R. C. Richardson, emeritus professor of history, University of Winchester, is reading W. G. Hoskins’ One Man’s England (BBC Publications, 1976). “The work of a pioneer of local history, landscape history and much else, this book accompanied a successful television series and demonstrates Hoskins in action as a great communicator. Passion and prejudices are here in plenty; he was always forthright about what he liked and hated.

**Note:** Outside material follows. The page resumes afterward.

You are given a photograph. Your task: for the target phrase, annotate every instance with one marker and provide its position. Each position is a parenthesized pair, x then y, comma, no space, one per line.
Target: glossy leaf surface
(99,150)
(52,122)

But although he found modernisation and technology loathsome, an exception is made here for the Earth Station at Goonhilly, Cornwall, ‘one of the most marvellous sites in England’.”
Peter J. Smith, reader in Renaissance literature, Nottingham Trent University, is reading Graham Holderness’ Nine Lives of William Shakespeare (Continuum, 2011). “Holderness is excellent at showing how the bare facts of Shakespeare’s life have been augmented to produce legends that have hardened into ‘orthodoxy’. But his most innovative contribution is that chapters are followed by fictional narratives in the style of Conan Doyle, Dan Brown, Hemingway and so on. My favourite is a Crusoe-meets-Gulliver travelogue set on the desert island of Bardolo, where King William is enthroned in a reconstructed Globe and the sacred book is The Complete Works of Shakespeare.”
Amanda Taylor, senior lecturer in social work, University of Central Lancashire, is reading Olive Stevenson’s Reflections on a Life in Social Work: A Personal & Professional Memoir (Hinton House, 2013). “Stevenson writes with conviction as a practitioner, an academic and, above all, as a human being. The messages are inspirational and will reach inside the soul of those for whom reflection is the default position. This text is the next to be read by @SWBookGroup as a part of a National Book Group in Social Work Education later this year.”
Sharon Wheeler, senior lecturer in journalism, University of Portsmouth, is reading Colin Forbes’ Cover Story (Pan, 1985). “I’m a sucker for books with journalist heroes, although Forbes’ thriller surely must have seemed dated when it was published 30 years ago, with its leaden dialogue, plotting by numbers, spiffing chaps and plucky gals. But there’s a quaint, old-fashioned charm to it as head spook Tweed potters around Europe trying to track down a defector. Strangely, top foreign correspondent Robert Newman never seems to write a story.”